On Friday afternoon, just hours before the eight-day holiday began at sundown, Danny showed his classmates how to light the menorah and play the traditional Jewish dreidel game.
Ever since Danny was in day care, Stacey Kramer has been coming into his classroom to share the story and traditions of Hanukkah.
In the spirit of a celebration of light, shedding light on Jewish traditions makes them less mysterious and more understandable to others, Kramer said.
"I like to share the traditions with my children, and my children like to share their heritage with other people," Kramer said. "I think the season is very much about sharing."
For the second-grade class, that sharing meant playing the dreidel game using M&Ms. The dreidel is a four-sided spinning top with a different Hebrew letter on each side: nun, gimel, hay and shin, meaning, "a great miracle happened there."
In the dreidel game, the letters also represent different amounts that can be taken or put back into a pot of money, candy or traditional chocolate coins called gelt.
The beginning of the Jewish New Year, which starts with Rosh Hashanah and ends with Yom Kippur, the Day of Atonement, is the most significant religious holiday for Jews and is celebrated in the fall. Hanukkah is more of a minor holiday but over the years has taken on its own importance, and giving gifts was incorporated into the celebration, Kramer said.
"The gift-giving thing came about more for the children," Stacey Kramer said. "It came about to make it a more special holiday."
Kramer also said Hanukkah is one of the most joyous holidays as it celebrates the Jews' victory and freedom.
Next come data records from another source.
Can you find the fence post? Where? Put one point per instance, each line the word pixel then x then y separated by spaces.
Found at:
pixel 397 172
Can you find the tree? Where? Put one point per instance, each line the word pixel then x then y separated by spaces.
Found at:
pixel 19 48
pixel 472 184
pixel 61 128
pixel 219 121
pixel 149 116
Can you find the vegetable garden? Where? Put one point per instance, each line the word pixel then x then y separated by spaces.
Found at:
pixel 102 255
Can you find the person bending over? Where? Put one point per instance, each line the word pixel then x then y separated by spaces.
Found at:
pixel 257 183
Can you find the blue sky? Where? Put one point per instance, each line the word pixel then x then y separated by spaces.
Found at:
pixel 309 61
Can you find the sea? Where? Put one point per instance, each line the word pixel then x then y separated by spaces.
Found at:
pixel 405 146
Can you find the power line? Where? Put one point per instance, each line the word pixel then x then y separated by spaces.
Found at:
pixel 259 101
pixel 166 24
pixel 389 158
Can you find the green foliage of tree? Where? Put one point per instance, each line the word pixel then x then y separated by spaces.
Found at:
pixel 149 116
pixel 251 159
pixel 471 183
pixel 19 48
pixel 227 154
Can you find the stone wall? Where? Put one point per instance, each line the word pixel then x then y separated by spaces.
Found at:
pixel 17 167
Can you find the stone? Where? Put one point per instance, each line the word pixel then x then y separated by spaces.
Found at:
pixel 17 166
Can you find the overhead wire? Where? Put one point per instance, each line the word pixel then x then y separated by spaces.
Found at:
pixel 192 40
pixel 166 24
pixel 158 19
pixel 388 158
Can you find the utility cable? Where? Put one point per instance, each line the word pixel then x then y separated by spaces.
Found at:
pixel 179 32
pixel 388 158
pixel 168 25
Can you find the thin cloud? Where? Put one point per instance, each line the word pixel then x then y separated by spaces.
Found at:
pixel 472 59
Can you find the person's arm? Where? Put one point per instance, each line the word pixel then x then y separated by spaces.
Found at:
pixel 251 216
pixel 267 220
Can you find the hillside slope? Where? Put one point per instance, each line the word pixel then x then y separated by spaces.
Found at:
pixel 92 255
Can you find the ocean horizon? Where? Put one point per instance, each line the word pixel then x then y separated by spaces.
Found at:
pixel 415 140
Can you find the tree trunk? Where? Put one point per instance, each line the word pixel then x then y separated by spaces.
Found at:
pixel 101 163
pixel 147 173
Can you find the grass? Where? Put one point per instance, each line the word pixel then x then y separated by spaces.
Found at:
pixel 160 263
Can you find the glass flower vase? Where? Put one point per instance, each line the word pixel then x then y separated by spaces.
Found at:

The Hannukah story begins with the tale of the Maccabees, who after reclaiming the ruined Holy Temple in Jerusalem, found one small jar of oil, enough to light the menorah for one day. Then a miracle occurred. The menorah continued to burn for eight days, the amount of time it took the Jews to make more purified oil.
The eight candles on the menorah, not including the Shamash candle used to light the others, and the eight-day celebration signify the miracle.
Since Friday, Steamboat's Jewish community, Har Mishpacha, has been celebrating the holiday. The celebration started with a Sabbath Service on Friday night led by the group's part-time rabbi, Rabbi Joe Goldman. On Saturday, Goldman took part in a group ski trip on the ski mountain.
Tonight, Har Mishpacha will hold a Hanukkah party from 5:30 to 8 p.m. at Olympian Hall. The party is a potluck dinner, with games for children, cookie decorating and a gift exchange.
One of the items served will be potato latkas, potato pancakes fired in oil.
Jane Romberg, who is helping with the party, said food cooked in oil is part of the Hanukkah celebration.
About 90 families make up Har Mishpacha, Romberg said.
Routt County's Jewish community has become more active in the past year with the arrival of Goldman, a retired rabbi from Denver who helps direct and implement adult and youth education programs in Steamboat.
Romberg points to the number of events occurring this weekend, including a movie and discussion held Saturday night and the opportunity this morning for school-aged children to meet with the rabbi.
"When he is up here, we keep (Rabbi Goldman) very busy," Romberg said.